Chief Powhatan was the leader of over 200 villages and 30 tribal bands in the area we now call Virginia. Eventually, the bands that were under his direction became known as the Powhatan Confederacy. The Puritan settlers had a difficult time pronouncing his real name which was Wahunsonakok. Chief Powhatan was the father of Pocahontas, who is the most famous of all Native American women. From the time that the British first landed in the New World there had been skirmishes between the Powhatan Confederacy and the Jamestown settlers.

The first Powhatan War started in 1610. According to legend, John Smith, the leader of the Jamestown settlers, was taken captive by Chief Powhatan. Then just as the chief was about to cut off John Smith's head Pocahontas intervened. She had saved his life. Then, just three years later, Pocahontas was kidnapped and taken to Jamestown. In Jamestown she converted to Christianity and married the Englishman John Rolfe. At this time, in honor of the marriage, both sides agreed to end the war in what would be known as the Peace of Pocahontas.

In 1618, the aging Chief Powhatan was replaced by his brother Opechancanough who was not as friendly. Tobacco, a native product of North America, had become a cash crop that was fueled by an ever increasing demand in Europe. The problem was that it quickly depleted the soil. Every few years a field would have to be abandoned, necessitating new fields. Boatloads of settlers were arriving in Chesapeake Bay wanting to cultivate it. This meant that enormous amounts of land was being cleared, and much of that land had once been native hunting grounds. Now much of the wild game was gone, and Opechancanough wanted to stop them from taking more land.

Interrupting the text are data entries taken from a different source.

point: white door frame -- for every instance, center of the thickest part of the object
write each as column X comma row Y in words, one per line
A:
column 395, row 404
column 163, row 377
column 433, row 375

The 2rd Powhatan War occurred after a warrior named Nematanou was arrested and executed for the murder of a white settler. Opechancanough decided to attack on March 22, 1622. Without warning, hundreds of warriors swept down on the tobacco farms killing 347 men, women, and children. The English responded by burning the Indians homes and crops. Eventually, Opechancanough agreed to a peace council. However, they were poisoned after they arrived and then attacked. Miraculously, Opechancanough escaped.

The raids would continue from both sides for the next 10 years, until they signed a treaty in 1632. However, in 1644, at the age of 100, Opechancanough would order the 3rd Powhatan War, and another major attack on the colonists. This time they surprised the colonists killing 500 people. Opechancanough would not be captured until two years later. Governor Berkeley and his Virginia militia carried Opechancanough on a litter back to Jamestown where he was met by an angry crowd. Shortly after they arrived shots range out and Opechancanough was killed by his guard. His tribe received harsh treatment and they were forced out of Virginia. Afterward, over the centuries, their numbers dwindled dramatically. Today, there are still some Powhatan living in the state of Virginia.